As part of their investigation, police asked a University of Colorado forensic analyst who has worked with the FBI to listen to the recordings. The analyst, according to the charging document, concluded that “the recording contained traces of AI-generated content with human editing after the fact, which added background vocals for realism.”

Farid said he was the second forensic expert identified in the charging document, which cited investigators as saying “recordings were manipulated and multiple recordings were stitched together.”

Investigators said they determined Darien had a paid account for OpenAI tools. The company makes ChatGPT and the image generator Dall-E. But it's unclear which specific service was used to create the AI-generated audio clone.

The incident is one of several high-profile domestic cases in which the AI ​​audio DeepFax has wreaked havoc. In January, a Democratic political operative faked President Biden's voice for a robocall urging New Hampshire primary voters not to go to the polls. According to New Hampshire Deputy Attorney General James Bofti, the investigation is ongoing, and no criminal charges have yet been filed.

Legal experts say the Baltimore arrest is of interest, as criminal cases involving AI-generated deepfakes are rare. No federal deepfake law exists, and while more than three dozen state legislatures are moving forward on AI bills, proposals to regulate deepfakes are largely limited to political ads and nonconsensual pornography.

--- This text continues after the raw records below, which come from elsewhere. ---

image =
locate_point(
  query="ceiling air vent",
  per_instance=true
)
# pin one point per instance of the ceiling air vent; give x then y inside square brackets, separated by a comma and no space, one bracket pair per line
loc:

Tamarin Lindenberg, founder of Lindenberg Law Group, said a remarkable aspect of the Baltimore case is that the alleged perpetrator is not a shadowy, anonymous cyber network but a co-worker. “Abusers are not who you think they are,” he said. “It's a colleague, it's someone else at school.”

Farid said this The cases won't stop anytime soon given the rise of accessible, high-quality voice cloning tools. “Now that commercial applications for voice cloning … are available to anyone at minimal cost,” he said, “I hope we'll see more cases like this.”

Gert de Wenk contributed to this report.